The first line of the documentation explains what the function does as an imperative.

```python
def count_words(filepath, words_list):
    """
    Count the total number of times these words appear.
    
    The count is performed on a text file at the given location.
    
    [explain what filepath and words_list are]
    
    [what is returned]
    """
```

#### Documentation Style

There are several standard documentation styles for Python, including Google style, NumPy style, reStructured text style, and Epytext style. (Personally, I prefer NumPy style.) Be consistent with which style you use.

This course uses NumPy style, which is more verbose but good for documenting complex functions. NumPy style is used in scientific Python packages such as `numpy`, `scipy`, `pandas`, `sklearn`, `matplotlib`, `dask`, etc.

#### NumPy Documentation Style

NumPy documentation style is described here: https://numpydoc.readthedocs.io/en/latest/format.html.

Here is an example from the scipy package.

    >>> import scipy
    
    >>> help(scipy.percentile)
    Help on function percentile in module numpy:

    percentile(a, q, axis=None, out=None, overwrite_input=False, method='linear', keepdims=False, *, interpolation=None)
        Compute the q-th percentile of the data along the specified axis.

        Returns the q-th percentile(s) of the array elements.

        Parameters
        ----------
        a : array_like
            Input array or object that can be converted to an array.
        q : array_like of float
            Percentile or sequence of percentiles to compute, which must be between
            0 and 100 inclusive.
        axis : {int, tuple of int, None}, optional
            Axis or axes along which the percentiles are computed. The
            default is to compute the percentile(s) along a flattened
            version of the array.
    ...
        Returns
        -------
        percentile : scalar or ndarray
            If `q` is a single percentile and `axis=None`, then the result
            is a scalar. If multiple percentiles are given, first axis of
            the result corresponds to the percentiles. The other axes are
    ...

NumPy style uses section headings with hyphens as underscores. For example, parameters are listed as above, with the parameter name, a space, a colon, a space, and the data type of the parameter, where `array_like` means a `numpy.ndarray` object, a list, or a nested list. Below this, on an indented line, provide a description of the parameter. If there are multiple options for the type of a parameter, as shown above for the `axis` parameter, or a certain set of valid values, you should list them all. Indicate whether a parameter is optional.
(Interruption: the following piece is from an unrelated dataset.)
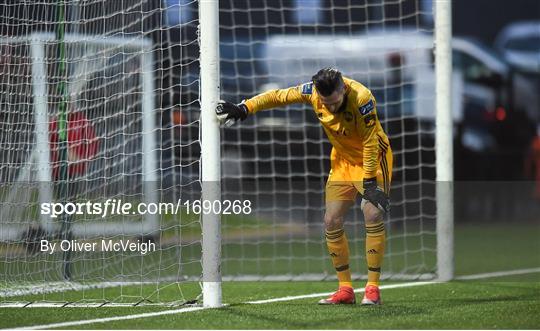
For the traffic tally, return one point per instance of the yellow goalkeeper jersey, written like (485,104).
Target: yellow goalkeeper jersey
(354,132)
The next section lists the returned values and their types in order. This is formatted just like the parameters list.

You can provide additional sections for `Raises`, `See Also`, `Notes`, `References`, `Examples`, etc.

#### Documentation Templates and Style Translation

`pyment` is a tool that can be used to generate docstrings and change the styles of docstrings. See https://github.com/dadadel/pyment for the source code and examples of how to use the tool. `pyment` is run from the terminal and generates many styles.
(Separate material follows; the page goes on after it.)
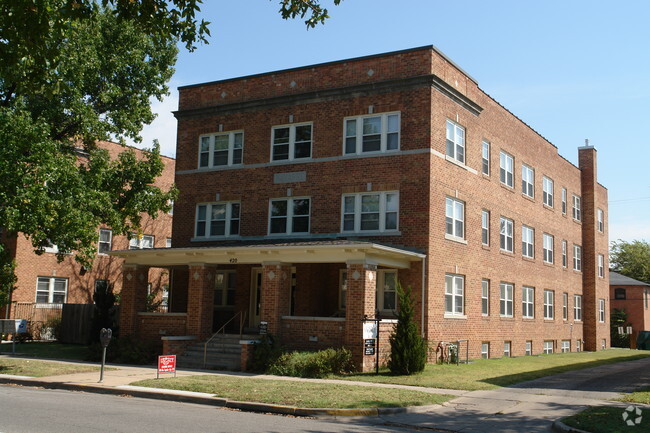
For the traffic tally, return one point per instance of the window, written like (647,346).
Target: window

For example, to create docstrings for our `textanalysis.py` module (see above), the command is:

```shell
pyment -w -o numpydoc textanalysis/textanalysis.py
```

- `-w` : overwrite file
- `-o numpydoc` : output the documentation in NumPy style

#### Trying Out Pyment (Extra)

I installed `pyment` in the virtual environment used for this repository. This installed Pyment-0.4.0.dev0. (The repository owner and package maintainer has not worked on this package for two years.)

```shell
cd ~/src/conradhalling/datacamp
source venv/bin/activate
pip install git+https://github.com/dadadel/pyment.git
```

Since I had committed the `textanalysis` package to my Git repository, I could restore the `textanalysis/textanalysis.py` file if necessary.
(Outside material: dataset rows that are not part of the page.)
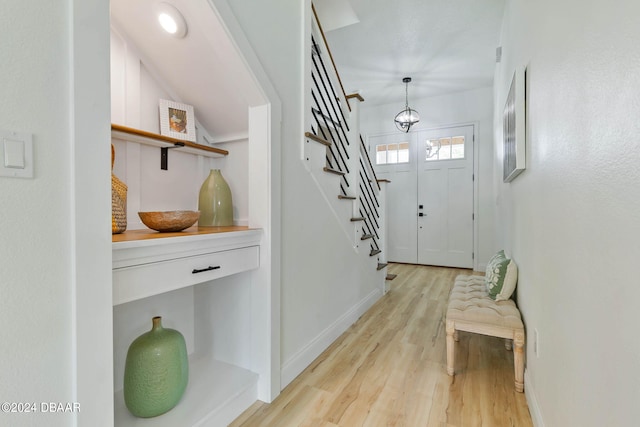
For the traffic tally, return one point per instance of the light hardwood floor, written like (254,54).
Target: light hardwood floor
(389,369)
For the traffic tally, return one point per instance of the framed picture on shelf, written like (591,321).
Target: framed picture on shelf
(177,120)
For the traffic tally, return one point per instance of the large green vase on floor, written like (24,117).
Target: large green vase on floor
(156,371)
(215,203)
I executed `pyment` on the `textanalysis/textanalysis.py` file.

```shell
cd ~/src/conradhalling/datacamp/Developing\ Python\ Packages/
pyment -w -o numpydoc textanalysis/textanalysis.py
```

When I wanted to restore the original file, I used this command:

```shell
git restore textanalysis/textanalysis.py
```

This was the `textanalysis/textanalysis.py` file before:

```python
def count_words(filepath, words_list):
    with open(filepath) as file:
        text = file.read()

    n = 0
    for word in text.split():
        # Count the number of times the words in the list appear.
        if word.lower() in words_list:
            n += 1
    return n
```

This was the file after:

```python
def count_words(filepath, words_list):
    """

    Parameters
    ----------
    filepath :

    words_list :


    Returns
    -------

    """
    with open(filepath) as file:
        text = file.read()

    n = 0
    for word in text.split():
        # Count the number of times the words in the list appear.
        if word.lower() in words_list:
            n += 1
    return n
```

The file was ready for me to add the missing information. This was the file when I was finished.

```python
def count_words(filepath, words_list):
    """
    Count the number of words from word_list in the specified file.

    Parameters
    ----------
    filepath : str
        input file path
        
    words_list : list of str
        list of words to count in the file

    Returns
    -------
        total count of all words found in the file
    """
    with open(filepath) as file:
        text = file.read()

    n = 0
    for word in text.split():
        # Count the number of times the words in the list appear.
        if word.lower() in words_list:
            n += 1
    return n
```

#### Package, Subpackage, and Module Documentation

Package documentation is placed at the top of the package's `__init__.py` file. In the course's example, the file was `mysklearn/__init__.py`.

```python
"""
Linear Regression for Python
============================

mysklearn is a complete package for implementing
linear regression in python.
"""
```

Subpackage documentation is placed at the top of the subpackage's `__init__.py` file. In the course's example, the file was `mysklearn/preprocessing/__init__.py`.

```python
"""
A subpackage for standard preprocessing operations.
"""
```

Module documentation is written at the top of the module's file. In the course's example, the file was `mysklearn/preprocessing/normalize.py`.

```python
"""
A module for normalizing data.
"""
```

#### Writing Function Documentation with pyment (Exercise)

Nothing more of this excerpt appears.